# Jeannie and Shiva checking in!!



## JeannieNShiva (Mar 15, 2004)

Heylo Everybody!

Me and my little one year old grey tabby (her birthday is on April 1st) Shiva just want to say come in and say hello to everyone.

We originally posted in the behavior forum becuase Shiva is too fond of my 3 year old and protects her from evil Roxanna (my not so evil best friend, but in Shiva's eyes shes evil).

So we hope to learn a lot here and make lots of other kitty friends.

Shiva and I are in the banner in the siggy.


----------



## faile (Sep 14, 2003)

shiva- hindu god of destruction, right?


----------



## Superkitties (Jan 30, 2004)

Welcome! Aww, pretty kitty. Hope you find the answers you need here.


----------



## kitkat (Sep 22, 2003)

Welcome to the forum, and cute kitty too! :wink:


----------



## JeannieNShiva (Mar 15, 2004)

Thanks  

I actually named her Shiva after the Final Fantasy video games.... lol

I just thought it was an awesome name. Although my little shiva does like to destroy things. Paper, Rolls of Toilet Paper, Rolls of Paper Towels. Those seem to be her favorites. Oh and this book shelf we have.. She loves the scratch the he** out of that.

So I guess that does match her.  

I actually let her choose her name between that and Luna. She didnt really like that one. Luna was from Sailor Moon . :lol:


----------



## Aonir (Aug 18, 2003)

Welcome to Cat Forum!

My name is Rinoa backwards, from FF8 
I want a black cat to name Luna lol, and a white one to call Artimus!


----------



## JeannieNShiva (Mar 15, 2004)

I love FF8  

Rinoa is one of my fave charachters from that game. Very cool  

I want a black cat named Luna too and a white one names artemis as well!! Although I would have to resist trying to dye a cresent moon on their foreheads.


----------



## Mike (Jan 27, 2004)

Hi Jeannie n Shiva! Welcome to a wonderful forum.

Peace,
Mike


----------



## JeannieNShiva (Mar 15, 2004)

Thanks Mike!! Cute Kitty!!


----------



## JeannieNShiva (Mar 15, 2004)

Aww thanks!
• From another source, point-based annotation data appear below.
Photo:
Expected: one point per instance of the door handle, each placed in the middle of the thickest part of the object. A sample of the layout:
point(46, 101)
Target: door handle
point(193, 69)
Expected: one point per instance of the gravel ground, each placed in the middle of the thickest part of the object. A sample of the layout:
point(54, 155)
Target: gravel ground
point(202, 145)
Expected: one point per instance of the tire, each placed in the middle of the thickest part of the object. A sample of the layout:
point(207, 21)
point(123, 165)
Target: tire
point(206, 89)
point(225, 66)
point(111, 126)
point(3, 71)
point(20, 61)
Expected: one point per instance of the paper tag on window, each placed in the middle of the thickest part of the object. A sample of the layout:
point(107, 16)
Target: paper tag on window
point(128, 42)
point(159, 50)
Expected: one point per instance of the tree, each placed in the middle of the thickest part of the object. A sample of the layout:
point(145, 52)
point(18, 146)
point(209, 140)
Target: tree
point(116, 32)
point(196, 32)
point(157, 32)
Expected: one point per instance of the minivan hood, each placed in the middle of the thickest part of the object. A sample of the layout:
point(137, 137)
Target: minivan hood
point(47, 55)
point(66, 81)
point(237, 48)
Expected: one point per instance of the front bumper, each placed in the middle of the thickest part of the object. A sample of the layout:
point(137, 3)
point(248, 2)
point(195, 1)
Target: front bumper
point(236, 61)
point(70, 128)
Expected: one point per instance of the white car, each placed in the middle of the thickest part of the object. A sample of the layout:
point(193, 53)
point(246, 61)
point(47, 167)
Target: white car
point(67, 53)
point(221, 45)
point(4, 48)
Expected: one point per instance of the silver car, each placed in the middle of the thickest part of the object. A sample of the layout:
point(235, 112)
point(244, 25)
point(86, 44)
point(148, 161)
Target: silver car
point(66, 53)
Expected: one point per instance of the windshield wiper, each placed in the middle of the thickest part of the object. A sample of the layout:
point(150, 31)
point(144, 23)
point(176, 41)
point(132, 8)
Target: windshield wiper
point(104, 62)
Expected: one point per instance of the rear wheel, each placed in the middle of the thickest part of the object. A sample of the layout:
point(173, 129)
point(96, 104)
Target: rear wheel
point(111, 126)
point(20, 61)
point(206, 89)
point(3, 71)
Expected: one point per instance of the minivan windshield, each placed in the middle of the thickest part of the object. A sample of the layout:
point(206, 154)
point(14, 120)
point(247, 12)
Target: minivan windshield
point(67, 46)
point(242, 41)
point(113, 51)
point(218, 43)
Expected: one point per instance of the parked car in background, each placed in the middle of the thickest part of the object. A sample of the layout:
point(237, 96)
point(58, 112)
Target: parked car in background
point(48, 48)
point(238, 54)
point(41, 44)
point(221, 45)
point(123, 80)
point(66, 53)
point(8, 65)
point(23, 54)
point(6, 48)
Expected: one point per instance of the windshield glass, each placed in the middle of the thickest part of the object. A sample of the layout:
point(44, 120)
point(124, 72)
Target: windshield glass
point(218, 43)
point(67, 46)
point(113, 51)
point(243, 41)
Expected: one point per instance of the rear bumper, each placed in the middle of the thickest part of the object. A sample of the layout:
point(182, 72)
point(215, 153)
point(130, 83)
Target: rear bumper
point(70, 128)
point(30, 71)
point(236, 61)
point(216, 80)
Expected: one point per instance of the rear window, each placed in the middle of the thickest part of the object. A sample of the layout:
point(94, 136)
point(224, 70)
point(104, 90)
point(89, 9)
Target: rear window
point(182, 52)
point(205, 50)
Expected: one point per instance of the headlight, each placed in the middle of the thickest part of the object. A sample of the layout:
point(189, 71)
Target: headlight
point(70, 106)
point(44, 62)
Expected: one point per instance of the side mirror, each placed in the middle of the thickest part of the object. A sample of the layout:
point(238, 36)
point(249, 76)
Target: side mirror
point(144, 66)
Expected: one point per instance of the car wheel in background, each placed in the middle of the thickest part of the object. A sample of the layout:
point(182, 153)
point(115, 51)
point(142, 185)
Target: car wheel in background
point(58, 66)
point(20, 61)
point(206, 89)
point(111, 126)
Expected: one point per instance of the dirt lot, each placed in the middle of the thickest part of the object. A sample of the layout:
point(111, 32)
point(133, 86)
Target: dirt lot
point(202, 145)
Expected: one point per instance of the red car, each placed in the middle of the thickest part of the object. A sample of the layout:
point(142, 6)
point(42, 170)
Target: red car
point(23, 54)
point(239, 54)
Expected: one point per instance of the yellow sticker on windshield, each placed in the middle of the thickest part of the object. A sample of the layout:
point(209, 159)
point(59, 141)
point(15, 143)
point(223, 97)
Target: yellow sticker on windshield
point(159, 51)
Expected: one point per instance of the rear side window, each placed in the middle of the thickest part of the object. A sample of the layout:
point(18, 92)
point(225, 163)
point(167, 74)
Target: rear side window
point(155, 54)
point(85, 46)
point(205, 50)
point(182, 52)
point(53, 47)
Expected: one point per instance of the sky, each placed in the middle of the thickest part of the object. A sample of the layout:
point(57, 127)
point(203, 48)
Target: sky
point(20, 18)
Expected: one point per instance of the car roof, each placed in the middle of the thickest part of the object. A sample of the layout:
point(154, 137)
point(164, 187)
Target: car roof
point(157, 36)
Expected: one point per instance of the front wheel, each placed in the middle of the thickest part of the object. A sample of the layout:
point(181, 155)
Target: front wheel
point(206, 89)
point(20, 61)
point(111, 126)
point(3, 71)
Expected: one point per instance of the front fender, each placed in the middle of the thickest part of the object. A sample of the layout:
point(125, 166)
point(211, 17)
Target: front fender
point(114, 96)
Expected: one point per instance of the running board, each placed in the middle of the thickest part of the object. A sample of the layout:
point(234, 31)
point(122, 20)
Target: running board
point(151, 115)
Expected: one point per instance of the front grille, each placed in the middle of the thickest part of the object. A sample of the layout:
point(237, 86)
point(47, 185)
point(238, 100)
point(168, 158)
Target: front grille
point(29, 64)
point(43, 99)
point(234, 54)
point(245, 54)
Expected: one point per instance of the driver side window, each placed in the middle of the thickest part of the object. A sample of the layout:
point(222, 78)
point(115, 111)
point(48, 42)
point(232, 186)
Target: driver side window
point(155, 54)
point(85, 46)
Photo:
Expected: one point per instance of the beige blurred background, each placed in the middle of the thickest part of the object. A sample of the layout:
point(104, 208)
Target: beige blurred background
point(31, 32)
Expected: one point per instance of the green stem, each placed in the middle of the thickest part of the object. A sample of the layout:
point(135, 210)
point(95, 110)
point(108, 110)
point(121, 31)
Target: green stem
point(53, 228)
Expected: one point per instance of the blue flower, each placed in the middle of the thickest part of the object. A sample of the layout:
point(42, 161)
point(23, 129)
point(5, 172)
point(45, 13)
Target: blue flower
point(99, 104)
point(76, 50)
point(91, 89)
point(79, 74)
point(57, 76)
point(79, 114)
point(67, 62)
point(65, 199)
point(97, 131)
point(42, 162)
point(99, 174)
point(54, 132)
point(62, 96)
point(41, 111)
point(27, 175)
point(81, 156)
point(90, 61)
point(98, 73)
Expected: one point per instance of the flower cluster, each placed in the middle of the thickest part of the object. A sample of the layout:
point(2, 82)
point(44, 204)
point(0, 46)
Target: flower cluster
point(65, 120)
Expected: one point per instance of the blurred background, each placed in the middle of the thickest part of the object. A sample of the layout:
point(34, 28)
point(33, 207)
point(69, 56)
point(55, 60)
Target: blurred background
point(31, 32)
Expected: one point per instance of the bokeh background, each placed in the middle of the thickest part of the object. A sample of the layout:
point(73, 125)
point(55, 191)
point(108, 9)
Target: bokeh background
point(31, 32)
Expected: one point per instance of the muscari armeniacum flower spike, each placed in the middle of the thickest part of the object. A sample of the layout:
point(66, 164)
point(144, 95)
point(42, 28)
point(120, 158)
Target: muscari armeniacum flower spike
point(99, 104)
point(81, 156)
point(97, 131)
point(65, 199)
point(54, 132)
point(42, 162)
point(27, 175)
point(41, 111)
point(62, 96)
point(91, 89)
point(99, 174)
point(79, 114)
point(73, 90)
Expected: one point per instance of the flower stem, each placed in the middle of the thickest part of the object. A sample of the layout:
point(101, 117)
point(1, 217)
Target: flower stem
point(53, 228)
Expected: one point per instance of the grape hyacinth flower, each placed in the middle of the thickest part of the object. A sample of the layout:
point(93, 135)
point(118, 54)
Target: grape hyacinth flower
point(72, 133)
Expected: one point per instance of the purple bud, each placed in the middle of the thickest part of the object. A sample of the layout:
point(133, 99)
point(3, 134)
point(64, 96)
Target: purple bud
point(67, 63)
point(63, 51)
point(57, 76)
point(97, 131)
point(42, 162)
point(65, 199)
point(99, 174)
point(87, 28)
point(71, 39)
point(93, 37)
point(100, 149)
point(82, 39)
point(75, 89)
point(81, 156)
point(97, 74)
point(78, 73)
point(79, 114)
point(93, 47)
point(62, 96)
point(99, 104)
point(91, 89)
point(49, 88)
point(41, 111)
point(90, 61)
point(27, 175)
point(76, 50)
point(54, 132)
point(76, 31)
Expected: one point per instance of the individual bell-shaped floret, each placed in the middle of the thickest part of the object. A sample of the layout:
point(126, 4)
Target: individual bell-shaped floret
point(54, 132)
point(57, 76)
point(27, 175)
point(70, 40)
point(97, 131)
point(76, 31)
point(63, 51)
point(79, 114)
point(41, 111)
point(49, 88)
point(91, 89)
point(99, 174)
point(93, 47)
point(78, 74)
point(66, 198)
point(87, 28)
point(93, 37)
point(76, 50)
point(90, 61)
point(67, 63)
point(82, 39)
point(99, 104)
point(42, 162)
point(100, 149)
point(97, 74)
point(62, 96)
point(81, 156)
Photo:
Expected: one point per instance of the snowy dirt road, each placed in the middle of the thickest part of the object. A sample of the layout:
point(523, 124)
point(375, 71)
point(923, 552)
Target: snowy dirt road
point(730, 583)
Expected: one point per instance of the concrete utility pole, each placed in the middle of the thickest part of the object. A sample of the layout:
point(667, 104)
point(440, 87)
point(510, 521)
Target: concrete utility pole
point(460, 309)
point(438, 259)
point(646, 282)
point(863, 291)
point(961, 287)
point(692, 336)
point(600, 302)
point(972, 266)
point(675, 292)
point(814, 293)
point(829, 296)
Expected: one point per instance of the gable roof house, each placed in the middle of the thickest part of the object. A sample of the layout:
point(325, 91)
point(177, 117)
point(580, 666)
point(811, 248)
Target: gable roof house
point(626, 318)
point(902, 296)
Is the grey kitty in your avatar yours?


----------



## Jeanie (Jun 18, 2003)

Welcome. Shiva is a lovely cat.


----------



## catmadAZ (Feb 27, 2004)

Welcome jeannie and shiva  
you will have a great time with uz mad lot :lol: 

great sig too, shiva is beautiful


----------



## karaokekat (Jan 14, 2004)

Welcome Shiva and Jeannie! I am big into the Final Fantasys too, but the cat I named came from LOTR... lol

(Gandalfs full name is Gandalf the Girl... started out Gandalf the grey until we figured out "he" was a she... lol)

I love your sig Jeannie and Shiva.... beautiful!


----------